# ECG_explorer

This notebook serves as an introduction to working with ECG data. It will open one set of ECG data and make a few plots.

Information on wfdb is available at https://wfdb-python.readthedocs.io/en/latest/index.html    
Information on working with ECG and wfdb files in other datasets is also available at https://physionet.org/

File organization is expected to follow this pattern:

pilot_data_root           
&emsp;cardiac_ecg    
&emsp;&emsp;manifest.tsv    
&emsp;&emsp;ecg_12lead    
&emsp;&emsp;&emsp;philips_tc30    
&emsp;&emsp;&emsp;&emsp;0001    
&emsp;&emsp;&emsp;&emsp;&emsp;0001_ecg_<uniq_tag>.dat    
&emsp;&emsp;&emsp;&emsp;&emsp;0001_ecg_<uniq_tag>.hea    
&emsp;&emsp;&emsp;&emsp;0002    
&emsp;&emsp;&emsp;&emsp;&emsp;0002_ecg_<uniq_tag>.dat    
&emsp;&emsp;&emsp;&emsp;&emsp;0002_ecg_<uniq_tag>.hea    
&emsp;&emsp;&emsp;&emsp;... etc.

In [None]:
import matplotlib.pyplot as plt
import pandas as pd
import wfdb  # install this from https://pypi.org/project/wfdb/

# from datetime import datetime

In [None]:
print(wfdb.__version__)  # expect 4.2.0

## custom path -- change to match your file structure

In [None]:
data_root = "/Volumes/data/datasets/AIREADI/YEAR2"  # change this to your own path

# Read the manifest

In [None]:
manifest_path = data_root + "/cardiac_ecg/manifest.tsv"
print(manifest_path)

In [None]:
df = pd.read_csv(manifest_path, sep="\t")
print(df.columns)

In [None]:
df["participant_id"].nunique()  # number of unique participants

In [None]:
df.head()

In [None]:
key_columns = [
    "participant_id",
    "wfdb_hea_filepath",
    "Rate",
    "QRS",
]  # optionally view only a few columns

df[key_columns].head(2)

# Select a set of data to explore

wfdb format splits the data into 2 files:    
 * basename.dat  # contains the waveforms in a binary format    
 * basename.hea  # contains header and annotation information in ASCII format    
    
Note that the path ecg_data includes the basename of the final files, but not the .hea (header) or .dat (data) file extension

In [None]:
pid = 1001  # select a participant ID

pid_hea = df[df["participant_id"] == pid]["wfdb_hea_filepath"][0]
pid_basename = pid_hea.split(".")[0]  # keep only the path with the basename
print(f"{pid} full path: {pid_hea}")
print(f"{pid} base name only: {pid_basename}")

In [None]:
ecg_path = data_root + pid_basename
print(ecg_path)

In [None]:
!ls {ecg_path + '.*'}

## plot everything using wfdb

This plot will give you an overview of all of the signals. 

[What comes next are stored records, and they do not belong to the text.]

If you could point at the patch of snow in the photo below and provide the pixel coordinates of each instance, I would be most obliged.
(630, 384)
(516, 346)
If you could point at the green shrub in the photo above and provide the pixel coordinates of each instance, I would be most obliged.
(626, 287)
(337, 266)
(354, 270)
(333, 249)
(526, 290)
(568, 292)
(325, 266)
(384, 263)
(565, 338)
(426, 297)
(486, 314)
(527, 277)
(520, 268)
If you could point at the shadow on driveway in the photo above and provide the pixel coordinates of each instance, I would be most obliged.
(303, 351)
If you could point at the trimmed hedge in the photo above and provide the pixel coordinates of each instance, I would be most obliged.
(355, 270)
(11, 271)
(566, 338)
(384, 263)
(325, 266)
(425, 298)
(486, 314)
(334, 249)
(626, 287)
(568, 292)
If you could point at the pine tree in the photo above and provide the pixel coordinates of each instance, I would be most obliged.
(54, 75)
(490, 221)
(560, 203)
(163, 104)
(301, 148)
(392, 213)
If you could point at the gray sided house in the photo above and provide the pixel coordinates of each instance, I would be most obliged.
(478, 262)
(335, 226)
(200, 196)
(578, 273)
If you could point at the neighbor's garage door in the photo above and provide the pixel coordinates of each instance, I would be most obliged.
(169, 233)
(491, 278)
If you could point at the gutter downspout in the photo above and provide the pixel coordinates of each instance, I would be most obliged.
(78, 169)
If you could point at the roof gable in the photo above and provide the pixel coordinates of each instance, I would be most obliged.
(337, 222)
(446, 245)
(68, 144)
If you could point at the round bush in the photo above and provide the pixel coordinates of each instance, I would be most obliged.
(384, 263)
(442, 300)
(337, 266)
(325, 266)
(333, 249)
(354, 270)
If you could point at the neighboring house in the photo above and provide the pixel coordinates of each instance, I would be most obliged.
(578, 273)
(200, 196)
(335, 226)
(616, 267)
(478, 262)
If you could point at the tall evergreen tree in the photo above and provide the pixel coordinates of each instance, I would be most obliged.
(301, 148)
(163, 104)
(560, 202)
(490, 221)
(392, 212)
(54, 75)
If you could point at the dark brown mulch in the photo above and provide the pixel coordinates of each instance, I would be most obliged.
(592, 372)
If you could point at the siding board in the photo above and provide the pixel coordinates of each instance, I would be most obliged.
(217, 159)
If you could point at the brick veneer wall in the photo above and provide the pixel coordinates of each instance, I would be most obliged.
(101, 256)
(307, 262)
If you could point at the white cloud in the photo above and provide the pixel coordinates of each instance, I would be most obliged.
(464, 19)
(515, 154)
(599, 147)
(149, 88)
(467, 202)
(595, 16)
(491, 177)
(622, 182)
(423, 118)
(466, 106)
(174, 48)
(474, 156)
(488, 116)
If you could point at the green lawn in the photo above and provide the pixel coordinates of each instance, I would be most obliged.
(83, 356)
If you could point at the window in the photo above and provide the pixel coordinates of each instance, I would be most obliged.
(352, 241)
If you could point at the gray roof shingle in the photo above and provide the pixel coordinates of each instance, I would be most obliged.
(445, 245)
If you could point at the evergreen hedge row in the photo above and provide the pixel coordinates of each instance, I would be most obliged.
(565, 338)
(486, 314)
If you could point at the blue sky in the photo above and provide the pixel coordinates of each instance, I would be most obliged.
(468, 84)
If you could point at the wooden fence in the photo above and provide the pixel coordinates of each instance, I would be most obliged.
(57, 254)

Note that the there is always a reference pulse at the end of the signal that is 1mV x 0.2 seconds.

In [None]:
record = wfdb.rdrecord(ecg_path)
fig_handle_grids = wfdb.plot_wfdb(
    record, figsize=(10, 14), ecg_grids="all", return_fig=True
)
# fig_handle_grids.savefig(f'example_wfdb_fig_ecg_grids.png')   # keep in mind that you must safeguard any exported data

## plot and explore selected traces

You may want to do something else with the traces such as view a section more closely, or select only a few traces to view.

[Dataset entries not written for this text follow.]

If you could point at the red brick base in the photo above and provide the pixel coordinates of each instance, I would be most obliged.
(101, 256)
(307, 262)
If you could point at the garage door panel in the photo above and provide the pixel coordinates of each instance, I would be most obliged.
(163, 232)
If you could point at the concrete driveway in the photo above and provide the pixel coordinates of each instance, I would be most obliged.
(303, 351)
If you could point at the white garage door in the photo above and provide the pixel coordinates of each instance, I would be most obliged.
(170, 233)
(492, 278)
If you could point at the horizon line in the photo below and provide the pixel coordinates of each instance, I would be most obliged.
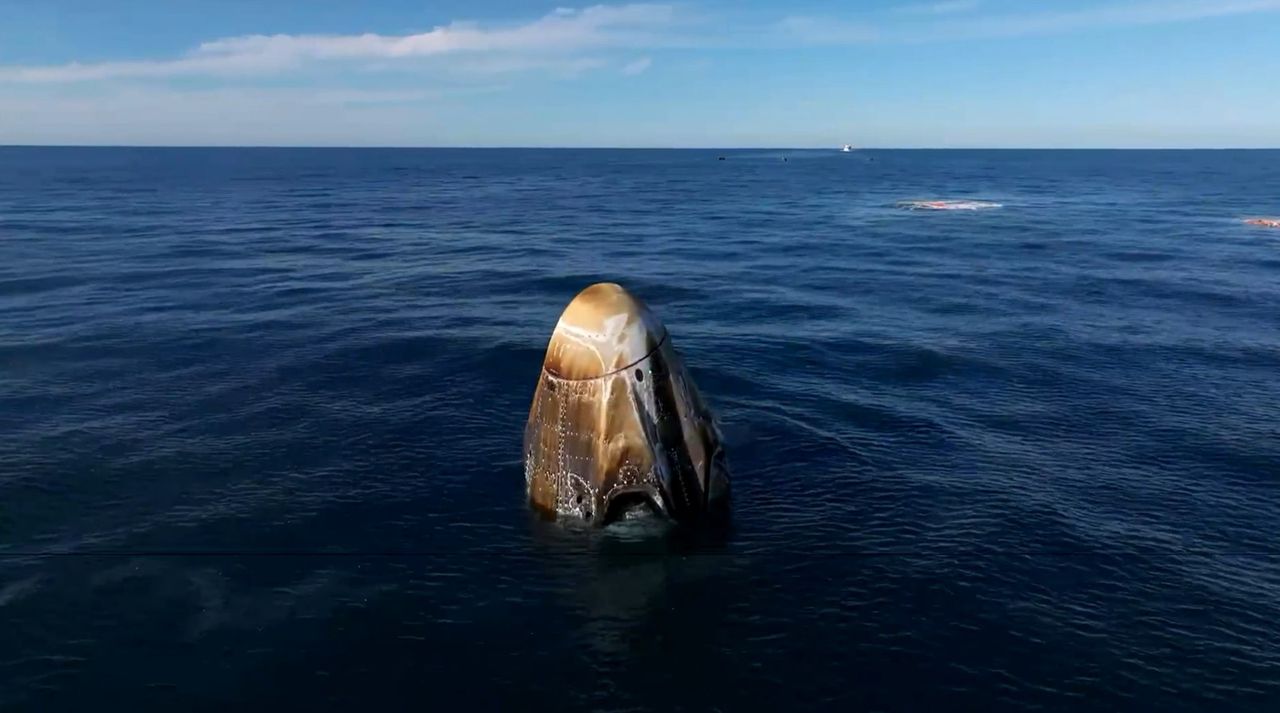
(604, 147)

Here, we will plot only the first few channels. See the docs at https://wfdb-python.readthedocs.io/en/latest/index.html for more information.

In [None]:
type(record)  # expect wfdb.io.record.Record

In [None]:
signals, fields = wfdb.rdsamp(
    ecg_path, channels=[0, 6]
)  # select a subset of the channels

In [None]:
wfdb.plot_items(
    signal=signals, fs=fields["fs"], title="Learning to work with some signals"
)

In [None]:
print(signals.shape, type(signals), "\n")
display(signals)

## view header or annotation data

This data may be helpful in interpreting the signals. This is the same information that would be included on a *.pdf printed output.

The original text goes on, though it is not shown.